Friday morning, we got up at 10 and walked over to Canal Street, then down toward the river.
It was windy and overcast, but still warm outside. We walked along the river past the aquarium, then to Jackson Park before making the obligatory stop at Cafe Du Monde for beignets and coffee.
Bally may have ended up with some powdered sugar on him!
We walked down Decatur, checking out the sights and shops along the way, noting things we wanted to return to. Our plan was to go over to Cafe Negril in Marigny for lunch, but when we got there, it was closed. So we found Marigny Brasserie instead, and were quite happy with that indeed. We sat at the bar and had an awesome lunch.
That sign was on the corner outside the restaurant. It’s particularly close to me, quite literally.
We wandered back toward Decatur, and stopped into the French Market to shop. Everyone we talked to there was pretty much the friendliest person ever. I love New Orleans for that!
As we were about the leave the French Market, the skies opened up. There was an epic downpour that sent people running for cover, and the wind was amazing. We stood there under the awning trying to decide where to wait out the storm, and, really, the answer was obvious: Margaritaville. It’s a silly tradition we’re incapable of resisting. We ran around the corner and bellied up to the bar.
The storm lasted a couple of hours, and we were happy to sit there and drink and talk to other people about Jazzfest. We were very glad to not be there, because the park had to have been a giant puddle by that point. Jazzfest people are hardy, though, because the same thing had happened the previous year as well.
Once the rain died down a little, Matt and I went over to catch the trolley to the Riverwalk Marketplace. We rode a stop too far, and ended up walking what seemed a very long way to get there. We’d already walked a few miles that day!
Our destination at the Marketplace? The Museum of the American Cocktail, which is located inside the American Food and Beverage Museum.
Matt was in heaven, of course. Both museums were great, and so were the shops!!
After touring the museums fully, we cut through Harrah’s and headed down to the Quarter in search of dinner. We wanted something Cajun, but of course it’s tricky to find that plus vegetarian options.
We ended up at Arnaud’s Remoulade, and I was very happy to just sit down and relax for a while. Also, watching the crowds in the French Quarter establishments is always highly entertaining.

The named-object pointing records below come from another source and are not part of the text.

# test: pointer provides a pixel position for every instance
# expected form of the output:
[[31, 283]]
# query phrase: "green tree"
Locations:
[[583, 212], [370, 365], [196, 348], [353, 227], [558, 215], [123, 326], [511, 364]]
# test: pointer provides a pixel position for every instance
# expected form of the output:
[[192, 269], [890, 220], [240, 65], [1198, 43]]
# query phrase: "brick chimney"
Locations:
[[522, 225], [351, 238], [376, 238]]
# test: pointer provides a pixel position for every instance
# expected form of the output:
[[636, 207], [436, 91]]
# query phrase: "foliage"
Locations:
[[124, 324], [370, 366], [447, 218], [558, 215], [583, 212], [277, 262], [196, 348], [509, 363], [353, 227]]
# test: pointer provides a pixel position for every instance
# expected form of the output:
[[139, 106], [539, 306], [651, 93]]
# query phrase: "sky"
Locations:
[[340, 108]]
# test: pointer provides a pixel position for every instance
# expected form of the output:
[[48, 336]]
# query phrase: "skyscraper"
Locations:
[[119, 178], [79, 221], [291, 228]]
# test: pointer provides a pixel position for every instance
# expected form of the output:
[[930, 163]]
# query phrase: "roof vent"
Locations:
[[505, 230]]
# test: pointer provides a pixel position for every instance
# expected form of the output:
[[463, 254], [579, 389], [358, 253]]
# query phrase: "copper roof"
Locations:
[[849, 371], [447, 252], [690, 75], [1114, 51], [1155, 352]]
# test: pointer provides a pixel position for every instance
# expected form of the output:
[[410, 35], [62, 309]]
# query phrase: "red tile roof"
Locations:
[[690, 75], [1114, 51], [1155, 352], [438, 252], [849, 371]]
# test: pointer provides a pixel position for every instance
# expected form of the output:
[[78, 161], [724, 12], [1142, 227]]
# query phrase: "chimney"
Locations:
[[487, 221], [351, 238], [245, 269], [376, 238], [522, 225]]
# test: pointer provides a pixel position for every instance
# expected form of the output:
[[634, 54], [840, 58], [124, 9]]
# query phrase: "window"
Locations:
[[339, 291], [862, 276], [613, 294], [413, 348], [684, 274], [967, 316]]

We decided to go back to the hotel, drop off our stuff, and take advantage of the rooftop pool before going out for the night. It was dark when we got up there, and there was only one couple out on the pool deck, not even swimming. They hung around for a bit, then left. Another couple came in and lingered for a while, clearly also wanting the pool to themselves. I guess we got lucky! We swam for an hour or so, then went back to the room and changed for more New Orleans adventure.
Back in the Quarter, we stopped in at Arnaud’s French 75 for their famous cocktail. We were thrilled to have the same bartender who was featured in the article where we’d first learned of the place, and he was fantastic.

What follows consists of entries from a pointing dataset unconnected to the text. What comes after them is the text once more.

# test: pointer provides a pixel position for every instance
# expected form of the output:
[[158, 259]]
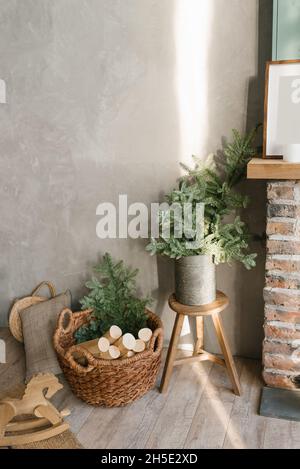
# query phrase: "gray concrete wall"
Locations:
[[97, 108]]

We were planning to go to a reggae show at Cafe Negril, so we decided to head that direction. It was a long walk, so of course we had to stop in at one of the thousand-or-so Mango Mango shops for a to-go drink. We got to Cafe Negril shortly before midnight and found it crowded, but not terrible; we were able to get seats at the bar to watch the show, at least.
When we emerged from the bar after the show, we found a crowd gathered around a brass band who’d just set up on Frenchmen. They’d come from Jazz Fest, and just picked a street corner to play on afterwards. Have I mentioned that New Orleans is awesome?? I loved it.

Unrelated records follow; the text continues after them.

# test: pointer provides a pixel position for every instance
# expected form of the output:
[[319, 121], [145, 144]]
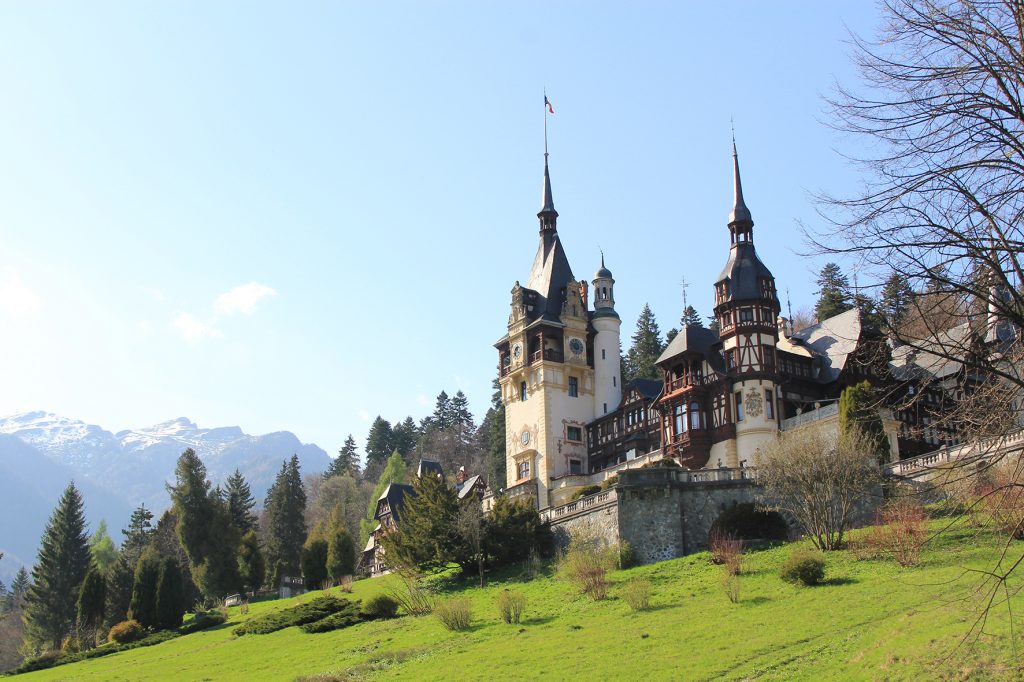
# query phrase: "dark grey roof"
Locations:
[[690, 339], [743, 269], [429, 466]]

Even though it was a very long way to our hotel, we decided to walk it and see what was up in the French Quarter. We wandered into Pat O’Brien’s around 2am, expecting some kind of fratboy disaster, but found the back bar to be very relaxed. The bartender was great, too, and we noticed that the drinks were actually priced cheaper in that bar than in the courtyard.
After our drinks there, we went over to Chris Owens’. I’m not sure what compelled us to go in there in the first place (I’m sure it was my idea, because of the blaring dance music), because the place was neon-lit inside even in the middle of the night, and was mostly empty. We got drinks, though, and sat on a couch watching the highly entertaining people on the dance floor. Also, Matt saw a rat run across the bar. So yeah. We’ll probably just enjoy Chris Owens from the outside next time.
We got back to the hotel around 3:30am, this time sans morning beer.